“Bisogna emozionarsi perché c’è speranza”: Marco Damilano alla Settimana dell’Accoglienza

Lo scorso 3 ottobre, nel sesto anniversario della strage di Lampedusa, il direttore de L’Espresso Marco Damilano è stato intervistato da Stefano Trasatti presso la sede della Federazione Trentina della Cooperazione in occasione della Settimana dell’Accoglienza, incentrata sul tema dell’immigrazione. Durante la serata è stato perciò inevitabile parlare dei decreti sicurezza, dell’attacco feroce alle ONG, di propaganda becera e di politiche inconcludenti.

Si è ribadito ad alta voce che quella migratoria non è meramente una questione di sbarchi. “Ciò che importa oggi è che queste persone non rientrino nel cruscotto dei dati statistici”, constata amaramente Marco Damilano. Ci accontentiamo di respingere i migranti dalle nostre coste e ci compiaciamo di difendere i confini nazionali in nome della “pubblica sicurezza”. Se poi in territorio libico i diritti di questi esseri umani vengano o meno calpestati semplicemente non è un problema nostro. È una geografia diversa, altra, che non sentiamo appartenerci. Ci ostiniamo a non vedere e a tapparci gli occhi semplicemente perché è più comodo così. Dall’inizio del 2019 gli sbarchi sono stati 7892 contro gli oltre 106 mila registrati negli stessi mesi del 2017. Un risultato storico e senza precedenti di cui l’ex ministro del Viminale non poteva che vantarsi (anche ora che è tornato all’opposizione). Il motivo di tanto trionfalismo è presto detto: se quel numero scende, allora le politiche migratorie hanno avuto successo. E questo è semplicemente raggelante. Si è giunti ad un punto in cui l’occultamento della realtà- una realtà che prevede torture e sofferenze dei profughi- viene considerata una vittoria politica.
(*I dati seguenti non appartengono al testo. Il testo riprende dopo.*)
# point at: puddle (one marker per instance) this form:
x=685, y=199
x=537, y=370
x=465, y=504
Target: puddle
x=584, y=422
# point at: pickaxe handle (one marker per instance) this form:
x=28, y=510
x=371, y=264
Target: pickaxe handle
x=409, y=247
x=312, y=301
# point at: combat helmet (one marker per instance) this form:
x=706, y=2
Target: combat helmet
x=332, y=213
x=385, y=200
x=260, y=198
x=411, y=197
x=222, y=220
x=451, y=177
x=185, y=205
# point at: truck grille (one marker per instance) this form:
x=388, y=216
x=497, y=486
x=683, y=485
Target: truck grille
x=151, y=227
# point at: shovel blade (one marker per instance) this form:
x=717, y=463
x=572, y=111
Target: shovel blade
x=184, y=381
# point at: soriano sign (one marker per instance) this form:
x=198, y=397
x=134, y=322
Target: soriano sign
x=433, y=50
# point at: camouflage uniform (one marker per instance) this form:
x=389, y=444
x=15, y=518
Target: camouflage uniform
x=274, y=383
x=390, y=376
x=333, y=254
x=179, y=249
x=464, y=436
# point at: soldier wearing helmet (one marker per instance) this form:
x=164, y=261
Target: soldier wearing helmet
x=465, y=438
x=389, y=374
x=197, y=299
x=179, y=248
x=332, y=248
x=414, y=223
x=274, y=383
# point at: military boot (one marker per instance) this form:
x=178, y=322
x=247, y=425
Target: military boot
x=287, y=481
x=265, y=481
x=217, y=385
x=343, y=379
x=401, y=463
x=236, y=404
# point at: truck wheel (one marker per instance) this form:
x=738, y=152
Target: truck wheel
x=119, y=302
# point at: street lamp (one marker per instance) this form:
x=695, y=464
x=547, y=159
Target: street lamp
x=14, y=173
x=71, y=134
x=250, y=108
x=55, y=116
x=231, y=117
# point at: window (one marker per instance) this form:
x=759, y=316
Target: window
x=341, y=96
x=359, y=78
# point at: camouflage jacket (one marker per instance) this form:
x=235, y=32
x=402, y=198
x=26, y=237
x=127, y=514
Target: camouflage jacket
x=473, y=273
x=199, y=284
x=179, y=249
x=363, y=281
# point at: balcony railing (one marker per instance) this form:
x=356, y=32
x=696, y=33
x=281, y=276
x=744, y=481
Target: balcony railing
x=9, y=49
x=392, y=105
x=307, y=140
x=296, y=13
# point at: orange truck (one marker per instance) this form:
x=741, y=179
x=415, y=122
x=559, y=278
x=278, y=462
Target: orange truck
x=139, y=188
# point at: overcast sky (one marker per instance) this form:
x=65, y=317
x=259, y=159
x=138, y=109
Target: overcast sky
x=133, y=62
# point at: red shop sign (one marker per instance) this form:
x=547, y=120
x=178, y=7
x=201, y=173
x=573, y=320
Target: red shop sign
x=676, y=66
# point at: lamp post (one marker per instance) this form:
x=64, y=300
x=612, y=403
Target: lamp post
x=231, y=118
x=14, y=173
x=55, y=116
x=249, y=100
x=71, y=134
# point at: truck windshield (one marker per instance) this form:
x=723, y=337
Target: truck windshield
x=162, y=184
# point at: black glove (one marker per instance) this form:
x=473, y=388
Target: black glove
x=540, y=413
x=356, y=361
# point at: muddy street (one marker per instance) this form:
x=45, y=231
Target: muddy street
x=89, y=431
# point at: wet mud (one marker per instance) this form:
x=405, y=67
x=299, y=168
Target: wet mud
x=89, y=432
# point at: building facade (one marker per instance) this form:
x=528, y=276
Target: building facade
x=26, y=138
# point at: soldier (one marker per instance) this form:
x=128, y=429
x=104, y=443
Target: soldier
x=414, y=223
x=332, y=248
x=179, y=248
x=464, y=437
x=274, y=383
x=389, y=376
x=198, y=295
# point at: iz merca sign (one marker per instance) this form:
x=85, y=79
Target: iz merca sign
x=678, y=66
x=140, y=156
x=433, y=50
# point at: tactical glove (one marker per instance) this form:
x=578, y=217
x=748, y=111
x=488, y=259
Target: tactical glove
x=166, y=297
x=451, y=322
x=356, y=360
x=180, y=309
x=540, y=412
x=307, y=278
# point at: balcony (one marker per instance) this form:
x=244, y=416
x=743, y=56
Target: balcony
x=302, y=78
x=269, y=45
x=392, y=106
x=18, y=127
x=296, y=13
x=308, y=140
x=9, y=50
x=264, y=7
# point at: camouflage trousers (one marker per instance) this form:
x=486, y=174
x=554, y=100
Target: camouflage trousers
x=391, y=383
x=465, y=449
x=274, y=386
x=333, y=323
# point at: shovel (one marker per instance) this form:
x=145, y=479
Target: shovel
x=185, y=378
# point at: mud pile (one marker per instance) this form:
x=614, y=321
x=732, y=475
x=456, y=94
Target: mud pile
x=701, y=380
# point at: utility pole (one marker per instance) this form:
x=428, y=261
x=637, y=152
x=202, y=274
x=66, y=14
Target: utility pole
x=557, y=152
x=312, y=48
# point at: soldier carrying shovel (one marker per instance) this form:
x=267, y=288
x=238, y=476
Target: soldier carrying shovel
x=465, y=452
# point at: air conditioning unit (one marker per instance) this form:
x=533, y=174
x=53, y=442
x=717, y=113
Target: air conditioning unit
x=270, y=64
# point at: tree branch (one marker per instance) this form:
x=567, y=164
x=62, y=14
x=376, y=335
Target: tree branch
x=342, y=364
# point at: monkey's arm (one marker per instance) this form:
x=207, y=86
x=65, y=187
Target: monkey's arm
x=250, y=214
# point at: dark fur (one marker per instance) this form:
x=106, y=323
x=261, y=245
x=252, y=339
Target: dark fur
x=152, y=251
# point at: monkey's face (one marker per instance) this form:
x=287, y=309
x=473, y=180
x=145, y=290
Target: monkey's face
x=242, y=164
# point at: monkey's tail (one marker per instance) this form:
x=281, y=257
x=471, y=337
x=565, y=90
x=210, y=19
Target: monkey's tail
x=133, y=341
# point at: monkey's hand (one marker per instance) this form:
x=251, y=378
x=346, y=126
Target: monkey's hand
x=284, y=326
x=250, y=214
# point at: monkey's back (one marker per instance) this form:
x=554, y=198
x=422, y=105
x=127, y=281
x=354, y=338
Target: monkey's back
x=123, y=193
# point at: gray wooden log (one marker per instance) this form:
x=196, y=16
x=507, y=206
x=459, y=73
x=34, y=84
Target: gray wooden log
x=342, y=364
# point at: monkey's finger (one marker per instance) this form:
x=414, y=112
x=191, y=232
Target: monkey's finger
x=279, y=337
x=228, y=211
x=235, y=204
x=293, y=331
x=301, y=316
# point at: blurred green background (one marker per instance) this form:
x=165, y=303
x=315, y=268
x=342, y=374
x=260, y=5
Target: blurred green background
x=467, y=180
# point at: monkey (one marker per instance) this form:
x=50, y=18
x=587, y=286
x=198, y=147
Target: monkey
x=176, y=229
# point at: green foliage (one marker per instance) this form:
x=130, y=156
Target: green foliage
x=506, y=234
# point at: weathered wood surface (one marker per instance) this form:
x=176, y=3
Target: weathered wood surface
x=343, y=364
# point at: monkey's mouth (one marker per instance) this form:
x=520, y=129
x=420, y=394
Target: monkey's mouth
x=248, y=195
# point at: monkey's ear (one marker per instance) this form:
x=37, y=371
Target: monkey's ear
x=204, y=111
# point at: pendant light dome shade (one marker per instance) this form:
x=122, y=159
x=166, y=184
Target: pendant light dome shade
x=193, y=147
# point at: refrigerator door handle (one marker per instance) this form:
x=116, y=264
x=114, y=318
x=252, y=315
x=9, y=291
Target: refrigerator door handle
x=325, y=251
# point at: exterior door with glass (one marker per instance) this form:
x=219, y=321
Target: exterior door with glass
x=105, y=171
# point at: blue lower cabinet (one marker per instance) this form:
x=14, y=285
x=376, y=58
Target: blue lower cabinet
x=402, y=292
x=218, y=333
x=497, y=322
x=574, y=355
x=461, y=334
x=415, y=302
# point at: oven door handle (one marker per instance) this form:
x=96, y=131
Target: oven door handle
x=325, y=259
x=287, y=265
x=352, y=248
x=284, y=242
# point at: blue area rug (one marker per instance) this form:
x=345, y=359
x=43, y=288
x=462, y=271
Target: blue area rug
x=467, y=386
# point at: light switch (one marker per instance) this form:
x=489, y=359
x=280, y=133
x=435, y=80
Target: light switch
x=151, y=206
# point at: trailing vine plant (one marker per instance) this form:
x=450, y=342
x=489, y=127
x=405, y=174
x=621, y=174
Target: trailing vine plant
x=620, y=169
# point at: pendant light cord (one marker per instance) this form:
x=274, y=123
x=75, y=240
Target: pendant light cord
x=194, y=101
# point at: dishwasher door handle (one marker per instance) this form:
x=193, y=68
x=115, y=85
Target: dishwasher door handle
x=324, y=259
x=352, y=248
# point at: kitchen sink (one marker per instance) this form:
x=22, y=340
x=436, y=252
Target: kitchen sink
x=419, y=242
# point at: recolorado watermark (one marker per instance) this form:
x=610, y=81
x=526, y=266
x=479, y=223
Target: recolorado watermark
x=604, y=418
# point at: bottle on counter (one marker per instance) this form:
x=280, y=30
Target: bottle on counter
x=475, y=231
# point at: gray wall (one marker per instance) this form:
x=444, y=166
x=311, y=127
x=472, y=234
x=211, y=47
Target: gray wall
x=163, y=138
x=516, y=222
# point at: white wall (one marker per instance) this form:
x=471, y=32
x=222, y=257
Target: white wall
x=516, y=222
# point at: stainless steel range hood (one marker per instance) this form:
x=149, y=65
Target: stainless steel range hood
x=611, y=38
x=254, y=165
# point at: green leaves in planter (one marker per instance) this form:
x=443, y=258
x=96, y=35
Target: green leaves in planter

Il racconto dell’insicurezza ha permesso la diffusione di una narrazione del tutto fittizia, prosegue Marco Damilano, “una narrazione per cui i morti non esistono perché non li vediamo, i torturati non esistono perché non li vediamo”. Una narrazione secondo la quale la società civile non esiste più, in cui i corpi intermedi e gli enti locali vanno depotenziati e, se possibile, eliminati (emblematico in questo senso lo smantellamento della rete degli SPRAR, disposto dal decreto sicurezza). Una favola accattivante e persuasiva, esempio cristallino di una “politica dell’immediatezza” che è succube dei consensi e che insegue pedissequamente l’opinione pubblica.

Il radicamento di questa visione comporta dunque grandi responsabilità per chi lavora nel settore dell’informazione, come ci ricorda anche l’articolo 21 della Costituzione. “Il giornalismo, se ha un senso, deve illuminare angoli che non vengono raccontati, quei luoghi che poteri vari vorrebbero tenere nascosti”, afferma il direttore. Oggi invece si decide in pochi per tutti. Non ci si ascolta più, non ci si consulta. Le ONG che navigano nel Mediterraneo sono ritenute così pericolose perché oltre ad un lavoro di soccorso hanno fatto e fanno ancora un lavoro di informazione. A loro modo svolgono un’azione politica, ma non nel senso partitico. Perché “il partito dei porti chiusi” esiste, quello dei porti aperti no, ed è forse questo a tediare e ad intimorire i sovranisti: il fatto che la società civile sia in grado di autofinanziarsi, coordinarsi e mobilitarsi perseguendo uno scopo ben definito. D’altra parte una volta che hai capovolto la scala dei valori va da sé che chi aiuta, chi soccorre, compie un reato. E questo è scritto nero su bianco su un decreto che è diventato legge. Eppure, spiega Marco Damilano, gli attacchi alle ONG, i cosiddetti “taxi del mare”, e a tutto il mondo del no profit non sono soltanto l’effetto collaterale di una fine strumentalizzazione. “Nella polemica contro le ONG c’è innanzitutto una criminalizzazione complessiva del mondo della solidarietà.” Una criminalizzazione deleteria, inquietante. Una deriva disumana che va arginata e contrastata con ostinazione.

È con questi occhi che va interpretata la copertina de L’Espresso di questa settimana, realizzata dal vignettista Mauro Biani. “E ora aboliteli”, si legge a caratteri cubitali. Una sfida ambiziosa: abolire la cultura della distruzione per costruirne un’altra, quella della ricucitura, della ritessitura. Un monito che è però anche un grande invito alla speranza. “A chi investe nella paura bisogna rispondere investendo nella speranza. Bisogna emozionarsi perché c’è speranza”. Queste le parole di congedo di Marco Damilano. Dalla sala si leva un applauso scrosciante. Segno che quella per la democrazia è una battaglia che va combattuta ogni giorno.